By 1805 35-year-old Daniel weighed 320 kg and became unemployable when, in that year, the Bridewell prison closed, leaving him without a job.
At first he became a recluse but faced with the need to earn money he decided in 1806 that he had no choice but to make an exhibition of himself, and so moved to London where he charged visitors to visit his home and gaze at his enormous bulk.
Despite his physical condion, Daniel remained cheerful, engaging his visitors in amiable conversation and fascinating many of them with his extensive knowledge of hunting, fishing, shooting and horse racing.
It became a trend in London society to visit his house at Piccadilly, where Daniel soon drew about 400 paying visitors every day. By late 1806 he was a wealthy man and returned to Leicester. But he continued to exhibit himself, making tours that took in a number of English towns and cities.
It was while on tour in 1808 and staying at an inn that he was suddenly taken ill and died at the age of 39. His body could be removed from the inn only by taking down a wall and, a few days earlier, he had been weighed and tipped the scales at 335 kg.
His coffin measured 193 cm long, 132 cm wide and 71 cm deep. It was built on wheels and a sloping approach was created to his specially dug grave in the local churchyard. And, even so, it took 20 men and about half an hour to ease him into his final resting place.
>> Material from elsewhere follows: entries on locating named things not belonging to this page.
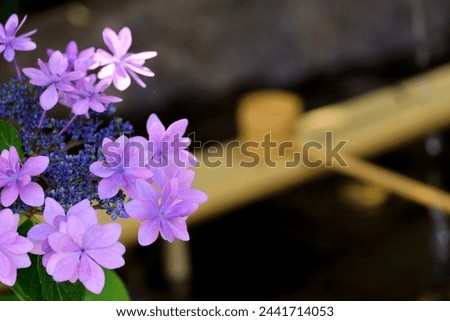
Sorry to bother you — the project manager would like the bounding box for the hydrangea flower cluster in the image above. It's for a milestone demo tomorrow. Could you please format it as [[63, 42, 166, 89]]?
[[0, 14, 207, 293]]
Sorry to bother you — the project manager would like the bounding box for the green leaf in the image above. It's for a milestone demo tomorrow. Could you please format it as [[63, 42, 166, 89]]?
[[0, 120, 23, 158], [0, 293, 20, 301], [12, 254, 86, 301], [84, 269, 130, 301], [17, 215, 35, 237]]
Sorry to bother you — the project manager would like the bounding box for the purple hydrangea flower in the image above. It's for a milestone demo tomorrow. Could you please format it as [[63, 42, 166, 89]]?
[[27, 197, 97, 266], [0, 14, 36, 62], [95, 27, 157, 91], [151, 164, 208, 204], [125, 177, 204, 246], [47, 40, 98, 72], [0, 146, 49, 207], [23, 51, 86, 110], [0, 208, 33, 286], [72, 75, 122, 115], [89, 135, 152, 199], [147, 114, 198, 167], [37, 201, 125, 294]]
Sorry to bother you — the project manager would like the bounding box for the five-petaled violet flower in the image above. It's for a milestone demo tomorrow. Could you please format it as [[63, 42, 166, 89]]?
[[39, 201, 125, 294], [27, 197, 96, 266], [95, 27, 157, 91], [0, 208, 33, 286], [23, 51, 85, 110], [0, 14, 36, 62], [89, 135, 152, 199], [0, 14, 207, 300], [125, 177, 206, 246], [147, 114, 198, 168], [47, 40, 98, 72], [69, 75, 122, 115], [0, 146, 49, 207]]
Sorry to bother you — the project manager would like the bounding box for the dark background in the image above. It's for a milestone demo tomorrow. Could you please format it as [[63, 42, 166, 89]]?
[[0, 0, 450, 300]]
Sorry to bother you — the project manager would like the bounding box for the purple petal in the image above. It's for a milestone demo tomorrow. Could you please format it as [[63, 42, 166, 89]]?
[[161, 220, 175, 243], [78, 255, 105, 294], [39, 84, 58, 110], [19, 182, 45, 206], [1, 182, 19, 207], [165, 217, 189, 241], [48, 232, 80, 252], [125, 63, 155, 78], [72, 98, 89, 116], [102, 28, 120, 56], [9, 146, 20, 169], [116, 27, 133, 57], [8, 254, 31, 269], [27, 223, 56, 255], [136, 179, 159, 201], [22, 68, 50, 86], [67, 215, 86, 247], [124, 200, 158, 221], [83, 223, 122, 249], [13, 37, 36, 51], [48, 50, 69, 75], [44, 197, 65, 227], [3, 46, 16, 62], [112, 65, 131, 91], [20, 156, 49, 176], [86, 248, 125, 269], [0, 251, 17, 286], [89, 161, 117, 178], [98, 174, 122, 199], [138, 216, 160, 246], [146, 114, 166, 136], [109, 242, 125, 255], [46, 252, 80, 282], [2, 235, 33, 254], [129, 51, 158, 60], [5, 13, 18, 36]]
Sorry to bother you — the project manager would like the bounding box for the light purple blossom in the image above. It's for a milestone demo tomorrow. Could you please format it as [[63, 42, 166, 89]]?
[[0, 208, 33, 286], [47, 40, 98, 72], [23, 51, 86, 110], [125, 177, 204, 246], [0, 14, 36, 62], [89, 135, 152, 199], [37, 200, 125, 294], [147, 114, 198, 167], [151, 163, 208, 204], [72, 75, 122, 115], [0, 146, 49, 207], [95, 27, 157, 91], [27, 197, 97, 266]]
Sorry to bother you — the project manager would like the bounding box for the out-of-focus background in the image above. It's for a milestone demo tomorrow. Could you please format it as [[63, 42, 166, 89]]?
[[0, 0, 450, 300]]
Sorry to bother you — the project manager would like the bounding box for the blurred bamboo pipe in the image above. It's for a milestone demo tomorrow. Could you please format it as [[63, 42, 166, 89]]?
[[318, 150, 450, 214], [105, 65, 450, 244]]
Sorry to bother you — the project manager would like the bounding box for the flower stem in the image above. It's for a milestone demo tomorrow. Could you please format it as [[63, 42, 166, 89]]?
[[58, 115, 77, 135], [14, 58, 23, 83]]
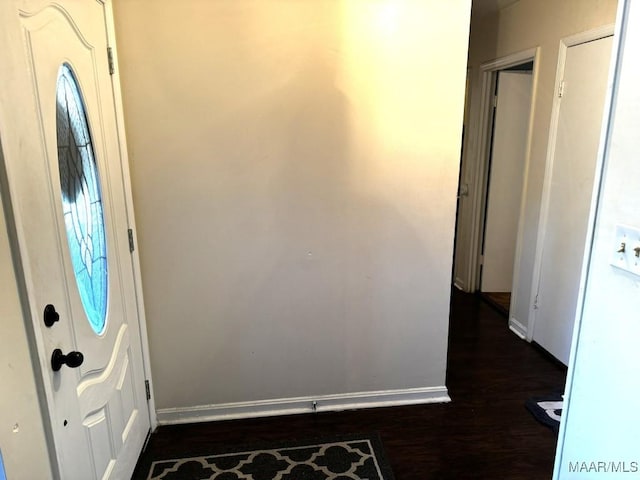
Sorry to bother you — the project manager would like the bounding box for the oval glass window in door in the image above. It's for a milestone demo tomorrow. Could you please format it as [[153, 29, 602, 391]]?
[[56, 64, 108, 335]]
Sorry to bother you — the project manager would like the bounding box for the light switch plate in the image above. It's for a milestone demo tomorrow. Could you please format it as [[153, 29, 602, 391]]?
[[611, 225, 640, 276]]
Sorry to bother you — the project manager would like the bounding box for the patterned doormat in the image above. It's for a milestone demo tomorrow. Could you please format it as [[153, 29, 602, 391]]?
[[146, 435, 393, 480]]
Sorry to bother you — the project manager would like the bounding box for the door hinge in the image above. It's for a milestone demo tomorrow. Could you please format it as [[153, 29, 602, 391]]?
[[127, 229, 136, 252], [107, 47, 116, 75]]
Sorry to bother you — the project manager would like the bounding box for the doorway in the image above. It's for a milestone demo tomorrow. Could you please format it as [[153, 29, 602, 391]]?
[[478, 61, 533, 315], [454, 48, 539, 338], [532, 27, 613, 365]]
His friends paid for a large gravestone, inscribed:
In Remembrance of that Prodigy in Nature.
DANIEL LAMBERT.
a Native of Leicester:
who was possessed of an exalted and convivial Mind
and in personal Greatness had no Competitor
He measured three Feet one Inch round the Leg
nine Feet four Inches round the Body
and weighed
Fifty two Stone eleven Pounds!
He departed this Life on the 21st of June 1809
Aged 39 years
As a Testimony of Respect this Stone is erected by his Friends in Leicester
There was no post-mortem examination and nobody knows what killed Daniel, but he has not been forgotten. Several public houses have been named after him and museums continue to display his clothes and other personal items. In the town of Stamford where he died, the local football team is nicknamed “The Daniels” after him.
In 2009, on the 200th anniversary of his death, Leicester celebrated Daniel Lambert Day, and the local newspaper described him as “one of the city’s most cherished icons”.